Jenny walks away. Behind her, Anke grumbles low under her breath. “It’s you who will have the problems, friend.”
But that’s only sometimes. Mostly, it’s good. Better than good. It’s everything Jenny didn’t know she was missing. They laugh. Smoke. Drink beer when they can get it. They tape songs off the radio.
“Zehra! The recorder—quick!” Lena commands. She scrambles to shove in a cassette.
“Lena! Check the tape! That could be important!” Zehra says.
“Not anymore.” Lena presses play and record at the same time.
They dance around the flat in their underwear, singing “No Future” at the top of their lungs. Jenny laughs. No future. Is that a thing to dance to? Well, why not? Her friends aren’t being hopeless; they’re rejecting the future that has been set into place for them, one that’s been formed and decided on by a small group of powerful people who have shaped that future to keep certain other people from having the same power. People like her parents and their friends. And what has traveling that careful path done for them? Given them a membership to the country club and the keys to this year’s Mercedes? Granted them access to social-climbing parties filled with other social-climbing people who agree with everything you say so that no one ever has to be uncomfortable? But it couldn’t protect them from everything, could it? A wild card could come along—cancer, a tornado, war, going broke—and then everything you’d planned for, all the ways you’d numbed yourself to the misfortune that only happened to “other people,” could crumble away like the dying facade on a soot-stained building in Kreuzberg. And then what? Then you had a choice: You could either keep up the facade, or you could look at where you were. You could decide to build something new. Something kinder and more honest.
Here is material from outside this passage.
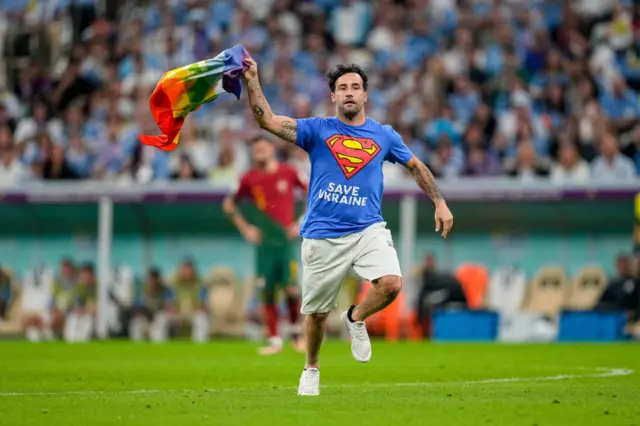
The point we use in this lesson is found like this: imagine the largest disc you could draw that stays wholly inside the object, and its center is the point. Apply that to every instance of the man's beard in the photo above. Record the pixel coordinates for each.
(350, 114)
Lena stops the recording. “The Sex Pistols! Scheisse! That…” Lena trails off. Whatever it is she wants to express is beyond words. But it doesn’t matter. No words are needed. They all get it.
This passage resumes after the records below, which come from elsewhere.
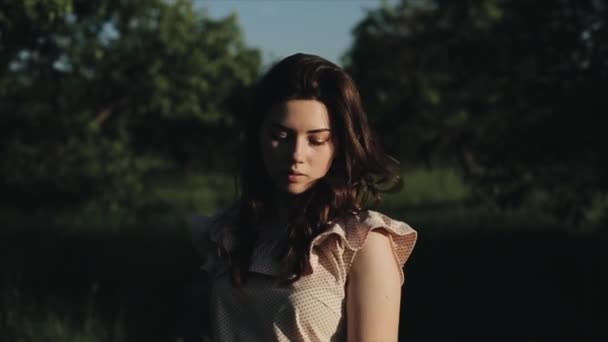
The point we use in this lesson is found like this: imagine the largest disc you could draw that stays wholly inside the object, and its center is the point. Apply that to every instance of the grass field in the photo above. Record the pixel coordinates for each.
(478, 272)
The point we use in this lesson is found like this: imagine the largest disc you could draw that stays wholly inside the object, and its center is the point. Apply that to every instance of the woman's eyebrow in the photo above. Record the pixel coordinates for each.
(317, 130)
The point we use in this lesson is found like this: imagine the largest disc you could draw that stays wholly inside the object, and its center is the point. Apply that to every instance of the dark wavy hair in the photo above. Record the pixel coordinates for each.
(359, 173)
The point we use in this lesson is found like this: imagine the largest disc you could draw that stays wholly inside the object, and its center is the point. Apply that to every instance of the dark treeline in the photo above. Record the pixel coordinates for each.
(97, 98)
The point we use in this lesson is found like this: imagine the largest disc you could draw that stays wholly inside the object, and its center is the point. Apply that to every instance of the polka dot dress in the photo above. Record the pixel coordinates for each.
(312, 308)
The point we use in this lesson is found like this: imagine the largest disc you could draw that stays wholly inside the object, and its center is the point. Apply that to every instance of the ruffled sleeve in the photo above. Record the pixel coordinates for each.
(353, 232)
“Time for work,” Lena says. She gathers her things. Jenny waits for an invitation. Now that they are a couple, surely Lena will take her there. But Lena only says “Tschüs!” as usual.
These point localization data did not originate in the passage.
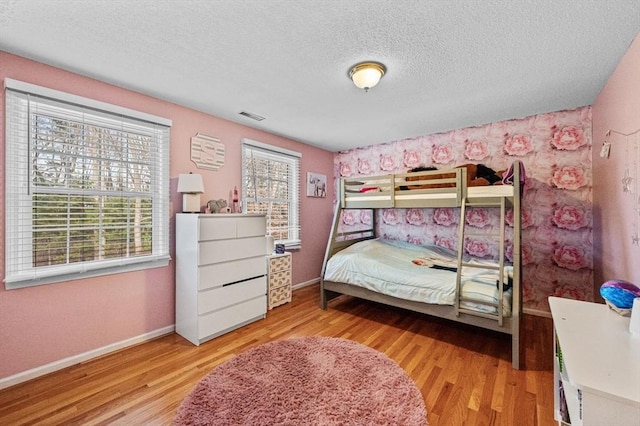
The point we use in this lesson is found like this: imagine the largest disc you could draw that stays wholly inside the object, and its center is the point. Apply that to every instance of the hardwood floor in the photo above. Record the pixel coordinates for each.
(464, 373)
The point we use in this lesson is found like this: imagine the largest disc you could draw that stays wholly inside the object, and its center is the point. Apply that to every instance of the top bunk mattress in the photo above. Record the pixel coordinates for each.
(388, 267)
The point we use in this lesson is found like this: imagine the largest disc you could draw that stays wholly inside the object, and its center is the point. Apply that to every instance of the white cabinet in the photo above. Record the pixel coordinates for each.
(221, 281)
(597, 365)
(279, 271)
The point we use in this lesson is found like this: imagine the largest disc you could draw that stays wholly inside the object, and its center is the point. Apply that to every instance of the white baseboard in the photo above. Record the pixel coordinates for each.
(537, 312)
(76, 359)
(306, 283)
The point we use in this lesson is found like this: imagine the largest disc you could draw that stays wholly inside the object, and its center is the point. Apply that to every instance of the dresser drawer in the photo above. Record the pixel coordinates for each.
(279, 263)
(217, 228)
(221, 297)
(251, 226)
(226, 250)
(222, 227)
(218, 274)
(279, 279)
(218, 322)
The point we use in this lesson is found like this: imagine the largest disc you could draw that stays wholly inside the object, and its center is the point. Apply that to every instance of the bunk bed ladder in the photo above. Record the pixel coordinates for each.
(500, 236)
Jenny follows her down the stairs. “Hey! Mind if I tag along? I want to take some pictures.”
Lena bites at a cuticle. “I need to write some lyrics. On the bus is my only time to think.” At the door, Lena doubles back and kisses Jenny. “More later, ja?”
Jenny knows she shouldn’t follow Lena but she can’t seem to talk herself out of it. She keeps a safe distance, watching as Lena crosses one street and then another, ducking into shadowed doorways when Lena pauses to look in a shop window or say hello to a trio of kids blasting each other with water. Lena reaches the bus stop and keeps going. Jenny is confused. Curious, she follows Lena through several more streets to a run-down building where Lena presses the buzzer and waits. Moments later, a girl with long blond braids comes out. Not a punk. And she’s older, maybe in her early twenties. She and Lena hug and give a European kiss on each cheek. They set off together, not talking, just walking side by side like they do this all the time. An icy dread pricks at Jenny’s stomach. She follows them all the way to Bernauer Strasse. The wall is on her right, shockingly close. The watchtower looming above. Lena stops like she’s going to double back. Quickly, Jenny leaps into a shadowed doorway, her heart beating. What will she say if caught? She waits for a count of ten, and when she looks down the street again, Lena is gone. Jenny walks to the end of the street, stopping in front of the building where she’d seen the dark-eyed man the day she and Lena had gone sightseeing, the man from the party. Above the door, faded gold-leaf lettering read “B?ckerei.” Bakery. But it looks to have been closed for some time. Newspapers, yellowed with age, cover the front windows.